Diaconescu’s Theorem says that the Axiom of Choice (AOC) implies the Law of Excluded Middle (LEM), but what of the converse? Does the Law of Excluded Middle imply the Axiom of Choice? The answer is no.

# Background Link to heading

I recently ran into a situation where I wanted to prove something was equivalent to the axiom of choice (Specifically the Law of Trichotomy). Remembering Diaconescu’s Theorem, I mistakenly thought for a moment that perhaps the converse holds, hence my proof would be as simple as proving that Law of Trichotomy implies the Law of Excluded Middle. Unfortunately for me however, upon remembering some basic independence results, it became obvious that this is not the case.

# Why?

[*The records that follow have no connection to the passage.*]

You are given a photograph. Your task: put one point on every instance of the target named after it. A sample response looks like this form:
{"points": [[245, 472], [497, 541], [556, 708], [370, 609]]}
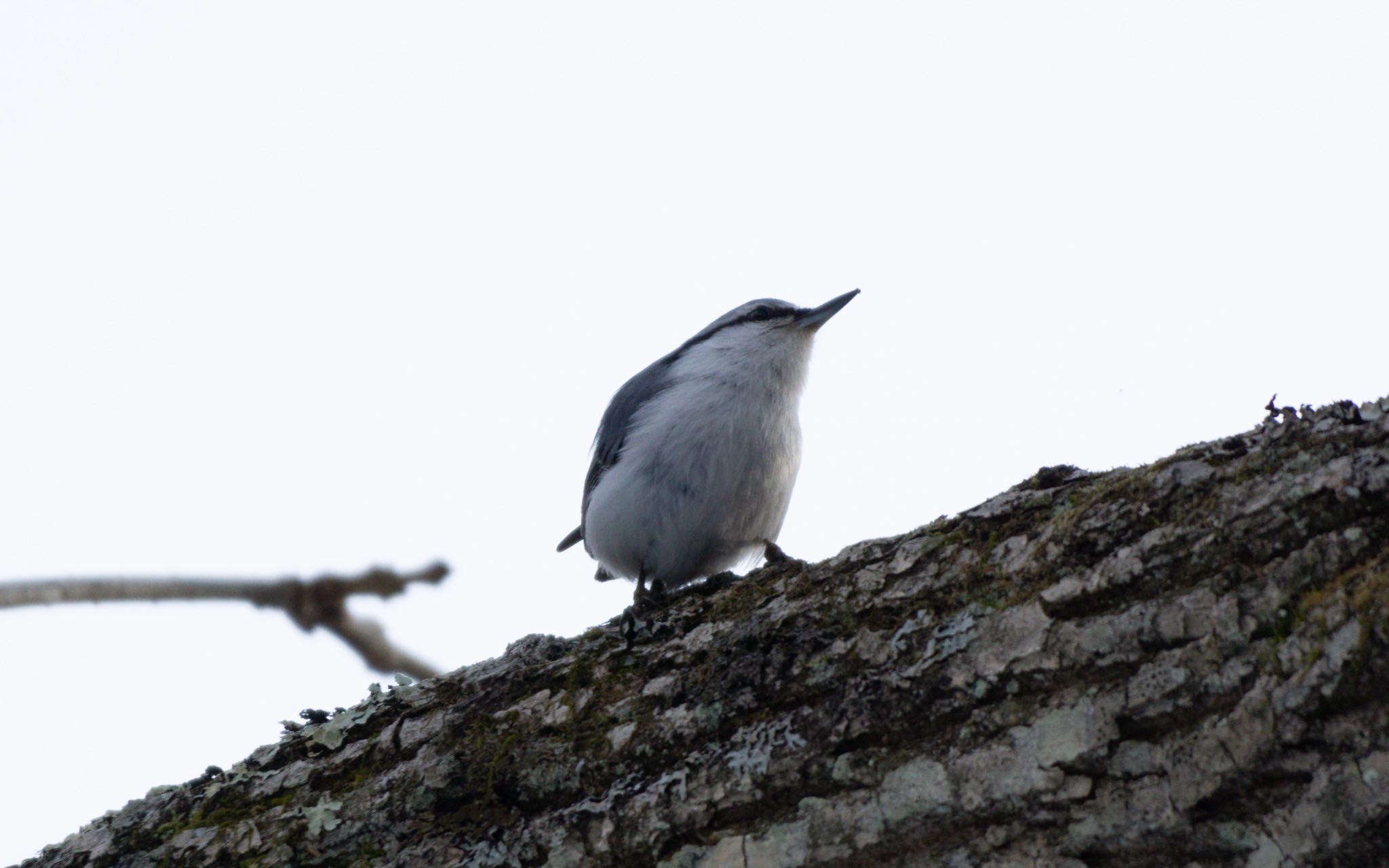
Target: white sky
{"points": [[290, 288]]}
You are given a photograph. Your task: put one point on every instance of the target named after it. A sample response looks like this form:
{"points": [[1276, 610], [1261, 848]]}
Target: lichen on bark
{"points": [[1167, 666]]}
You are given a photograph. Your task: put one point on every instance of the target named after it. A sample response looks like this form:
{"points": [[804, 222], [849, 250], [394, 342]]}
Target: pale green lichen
{"points": [[323, 817]]}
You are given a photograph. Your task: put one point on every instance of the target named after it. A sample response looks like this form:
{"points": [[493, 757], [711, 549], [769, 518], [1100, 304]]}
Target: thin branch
{"points": [[309, 603]]}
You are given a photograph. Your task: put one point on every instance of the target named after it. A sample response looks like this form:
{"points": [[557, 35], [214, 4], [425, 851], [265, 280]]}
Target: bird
{"points": [[697, 454]]}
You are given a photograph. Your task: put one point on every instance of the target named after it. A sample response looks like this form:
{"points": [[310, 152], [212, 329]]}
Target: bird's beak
{"points": [[815, 317]]}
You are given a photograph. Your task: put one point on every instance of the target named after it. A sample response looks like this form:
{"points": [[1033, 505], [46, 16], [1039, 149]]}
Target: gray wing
{"points": [[613, 429]]}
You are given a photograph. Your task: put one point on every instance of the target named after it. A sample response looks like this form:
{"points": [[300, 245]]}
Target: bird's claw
{"points": [[774, 555]]}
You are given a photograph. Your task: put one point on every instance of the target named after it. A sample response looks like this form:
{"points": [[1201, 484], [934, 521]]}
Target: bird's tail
{"points": [[575, 535]]}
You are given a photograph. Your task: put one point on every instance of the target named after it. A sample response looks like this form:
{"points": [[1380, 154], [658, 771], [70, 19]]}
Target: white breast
{"points": [[707, 469]]}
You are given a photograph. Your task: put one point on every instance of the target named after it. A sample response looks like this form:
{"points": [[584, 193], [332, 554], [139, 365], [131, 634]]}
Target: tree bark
{"points": [[1179, 664]]}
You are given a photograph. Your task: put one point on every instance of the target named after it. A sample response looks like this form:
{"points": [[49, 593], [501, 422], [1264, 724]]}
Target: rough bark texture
{"points": [[1181, 664]]}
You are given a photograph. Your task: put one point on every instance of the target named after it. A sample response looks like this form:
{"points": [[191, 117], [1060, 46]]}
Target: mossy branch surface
{"points": [[1175, 664]]}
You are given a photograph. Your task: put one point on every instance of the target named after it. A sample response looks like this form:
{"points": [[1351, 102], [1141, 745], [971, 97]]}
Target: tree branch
{"points": [[309, 603]]}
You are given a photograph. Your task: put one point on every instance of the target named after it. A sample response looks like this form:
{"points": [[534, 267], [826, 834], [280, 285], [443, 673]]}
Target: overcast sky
{"points": [[291, 288]]}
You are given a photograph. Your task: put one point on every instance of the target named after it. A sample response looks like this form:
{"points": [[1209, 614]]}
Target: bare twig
{"points": [[309, 603]]}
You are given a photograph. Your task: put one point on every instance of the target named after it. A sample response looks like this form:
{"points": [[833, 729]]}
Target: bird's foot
{"points": [[774, 555]]}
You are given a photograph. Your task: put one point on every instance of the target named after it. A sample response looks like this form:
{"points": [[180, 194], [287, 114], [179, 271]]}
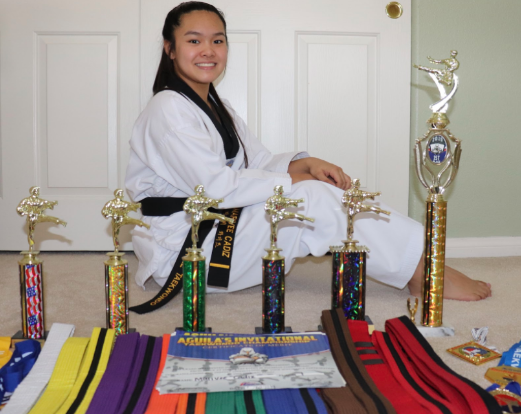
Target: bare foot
{"points": [[457, 286]]}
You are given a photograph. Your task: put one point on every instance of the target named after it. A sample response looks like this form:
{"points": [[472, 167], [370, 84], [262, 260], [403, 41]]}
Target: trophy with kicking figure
{"points": [[273, 272], [349, 260], [116, 268], [31, 267], [437, 155], [194, 263]]}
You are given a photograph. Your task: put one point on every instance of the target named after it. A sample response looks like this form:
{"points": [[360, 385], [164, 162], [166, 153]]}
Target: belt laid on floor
{"points": [[113, 385], [360, 395], [220, 262], [32, 386], [428, 365], [143, 375], [406, 397], [166, 403], [63, 377]]}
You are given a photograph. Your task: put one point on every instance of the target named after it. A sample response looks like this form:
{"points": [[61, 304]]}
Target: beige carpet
{"points": [[74, 289]]}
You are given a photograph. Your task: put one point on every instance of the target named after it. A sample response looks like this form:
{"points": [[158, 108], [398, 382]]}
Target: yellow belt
{"points": [[5, 353], [92, 369], [63, 376]]}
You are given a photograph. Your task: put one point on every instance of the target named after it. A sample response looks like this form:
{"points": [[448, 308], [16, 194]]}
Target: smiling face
{"points": [[201, 51]]}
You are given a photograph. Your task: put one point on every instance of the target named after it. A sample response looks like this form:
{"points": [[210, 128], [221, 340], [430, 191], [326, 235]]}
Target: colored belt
{"points": [[166, 403], [113, 385], [429, 366], [5, 353], [220, 263], [91, 371], [31, 388], [191, 403], [406, 397], [63, 377], [360, 394], [21, 362], [288, 401], [143, 376]]}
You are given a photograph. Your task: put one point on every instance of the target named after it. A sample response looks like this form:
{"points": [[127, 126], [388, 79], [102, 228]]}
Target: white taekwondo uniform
{"points": [[175, 146]]}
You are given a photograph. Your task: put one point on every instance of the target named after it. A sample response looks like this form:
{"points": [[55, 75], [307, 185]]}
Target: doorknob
{"points": [[394, 10]]}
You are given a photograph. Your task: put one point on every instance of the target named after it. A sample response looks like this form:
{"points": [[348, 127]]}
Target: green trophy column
{"points": [[194, 291]]}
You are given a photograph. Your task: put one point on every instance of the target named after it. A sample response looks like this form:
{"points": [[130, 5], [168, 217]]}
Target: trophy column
{"points": [[350, 260], [437, 155], [31, 267], [273, 269], [116, 293], [116, 268]]}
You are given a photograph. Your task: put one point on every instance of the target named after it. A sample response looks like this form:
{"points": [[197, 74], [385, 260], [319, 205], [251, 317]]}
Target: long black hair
{"points": [[166, 71]]}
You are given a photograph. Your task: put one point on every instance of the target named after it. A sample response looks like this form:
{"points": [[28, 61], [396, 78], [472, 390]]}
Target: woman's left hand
{"points": [[323, 171]]}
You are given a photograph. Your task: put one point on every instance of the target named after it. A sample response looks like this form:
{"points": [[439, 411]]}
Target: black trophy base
{"points": [[207, 330], [19, 337], [260, 331], [370, 325]]}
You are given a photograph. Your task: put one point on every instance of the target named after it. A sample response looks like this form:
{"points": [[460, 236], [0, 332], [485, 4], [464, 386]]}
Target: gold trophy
{"points": [[273, 264], [194, 263], [31, 267], [349, 261], [116, 268], [437, 155]]}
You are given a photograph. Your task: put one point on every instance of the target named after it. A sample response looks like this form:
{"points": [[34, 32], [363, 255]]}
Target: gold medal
{"points": [[473, 352]]}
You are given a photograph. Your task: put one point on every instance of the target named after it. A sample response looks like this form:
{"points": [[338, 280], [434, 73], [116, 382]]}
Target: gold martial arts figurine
{"points": [[118, 210], [412, 309], [33, 207], [276, 207], [352, 199], [197, 205]]}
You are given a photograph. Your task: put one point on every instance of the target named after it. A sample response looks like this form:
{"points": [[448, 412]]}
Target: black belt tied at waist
{"points": [[220, 263]]}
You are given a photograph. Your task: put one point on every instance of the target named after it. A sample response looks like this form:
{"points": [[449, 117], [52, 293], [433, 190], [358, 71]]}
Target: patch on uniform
{"points": [[473, 352], [437, 148]]}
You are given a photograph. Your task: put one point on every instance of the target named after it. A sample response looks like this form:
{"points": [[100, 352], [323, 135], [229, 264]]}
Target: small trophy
{"points": [[31, 267], [273, 264], [194, 263], [437, 157], [116, 268], [349, 260]]}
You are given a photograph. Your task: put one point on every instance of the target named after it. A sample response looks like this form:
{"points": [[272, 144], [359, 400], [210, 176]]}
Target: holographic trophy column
{"points": [[437, 157], [194, 263], [116, 268], [350, 260], [273, 272], [31, 267]]}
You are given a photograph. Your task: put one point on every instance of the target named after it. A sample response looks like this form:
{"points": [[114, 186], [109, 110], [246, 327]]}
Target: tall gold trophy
{"points": [[350, 260], [116, 268], [194, 263], [31, 267], [273, 264], [437, 155]]}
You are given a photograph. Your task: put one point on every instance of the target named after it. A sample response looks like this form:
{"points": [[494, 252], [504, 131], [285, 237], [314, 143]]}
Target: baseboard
{"points": [[483, 247]]}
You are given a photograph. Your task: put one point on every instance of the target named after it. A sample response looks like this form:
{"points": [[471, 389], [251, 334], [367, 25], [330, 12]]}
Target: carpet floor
{"points": [[75, 293]]}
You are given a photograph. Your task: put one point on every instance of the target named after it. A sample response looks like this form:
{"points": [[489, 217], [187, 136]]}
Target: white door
{"points": [[69, 79], [329, 77]]}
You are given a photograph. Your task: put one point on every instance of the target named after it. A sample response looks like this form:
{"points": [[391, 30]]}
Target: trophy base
{"points": [[207, 330], [260, 331], [370, 325], [436, 331], [19, 337]]}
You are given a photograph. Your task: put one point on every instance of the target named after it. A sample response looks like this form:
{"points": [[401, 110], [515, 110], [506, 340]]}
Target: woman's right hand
{"points": [[298, 177]]}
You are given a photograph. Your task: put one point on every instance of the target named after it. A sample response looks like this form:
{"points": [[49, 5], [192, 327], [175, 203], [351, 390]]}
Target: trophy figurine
{"points": [[116, 268], [349, 260], [194, 263], [437, 155], [273, 264], [31, 267]]}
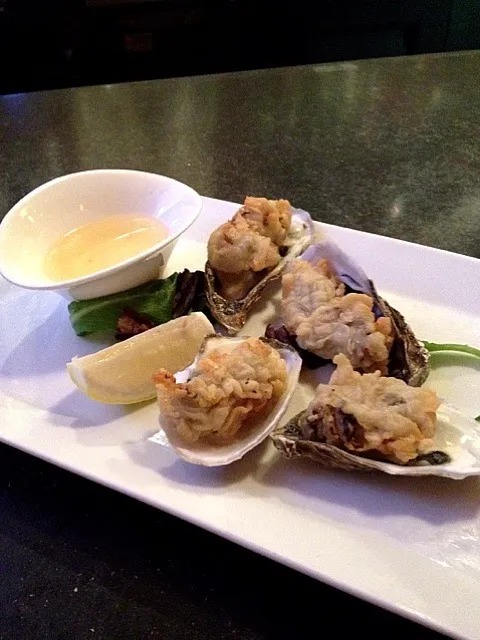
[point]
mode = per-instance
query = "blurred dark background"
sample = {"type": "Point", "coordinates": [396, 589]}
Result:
{"type": "Point", "coordinates": [59, 43]}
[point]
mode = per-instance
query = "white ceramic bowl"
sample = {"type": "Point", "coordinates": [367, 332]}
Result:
{"type": "Point", "coordinates": [31, 227]}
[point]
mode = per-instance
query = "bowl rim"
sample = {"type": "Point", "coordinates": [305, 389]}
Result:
{"type": "Point", "coordinates": [120, 266]}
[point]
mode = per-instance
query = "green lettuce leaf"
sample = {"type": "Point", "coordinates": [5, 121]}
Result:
{"type": "Point", "coordinates": [100, 315]}
{"type": "Point", "coordinates": [456, 348]}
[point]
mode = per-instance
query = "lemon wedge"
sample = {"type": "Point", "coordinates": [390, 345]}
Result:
{"type": "Point", "coordinates": [122, 373]}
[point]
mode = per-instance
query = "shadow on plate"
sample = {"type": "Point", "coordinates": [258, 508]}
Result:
{"type": "Point", "coordinates": [80, 412]}
{"type": "Point", "coordinates": [432, 499]}
{"type": "Point", "coordinates": [47, 348]}
{"type": "Point", "coordinates": [149, 454]}
{"type": "Point", "coordinates": [440, 359]}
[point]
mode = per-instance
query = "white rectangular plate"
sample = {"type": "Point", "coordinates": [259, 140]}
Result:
{"type": "Point", "coordinates": [411, 545]}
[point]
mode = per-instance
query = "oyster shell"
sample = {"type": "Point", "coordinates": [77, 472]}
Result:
{"type": "Point", "coordinates": [408, 358]}
{"type": "Point", "coordinates": [232, 314]}
{"type": "Point", "coordinates": [207, 453]}
{"type": "Point", "coordinates": [456, 447]}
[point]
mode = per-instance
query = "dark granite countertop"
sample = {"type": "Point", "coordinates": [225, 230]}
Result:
{"type": "Point", "coordinates": [389, 146]}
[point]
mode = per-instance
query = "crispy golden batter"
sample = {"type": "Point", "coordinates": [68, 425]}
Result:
{"type": "Point", "coordinates": [227, 390]}
{"type": "Point", "coordinates": [248, 244]}
{"type": "Point", "coordinates": [270, 218]}
{"type": "Point", "coordinates": [373, 414]}
{"type": "Point", "coordinates": [327, 322]}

Link to heading

Recall that the Axiom of Choice has been proven to be logically independent of Zermelo–Fraenkel set theory(ZF) by Godel and Cohen. This means there does not exist a proof of the AOC in ZF. Recall then, that ZF is typically taken to be a theory of (Classical) First Order Logic (FOL), which includes the LEM. Hence all theorems in FOL are theorems in ZF. Hence if we can not prove the AOC in ZF, who’s theorems are a superset of those in FOL (including the LEM), then it is impossible to use the law of excluded middle to imply the axiom of choice.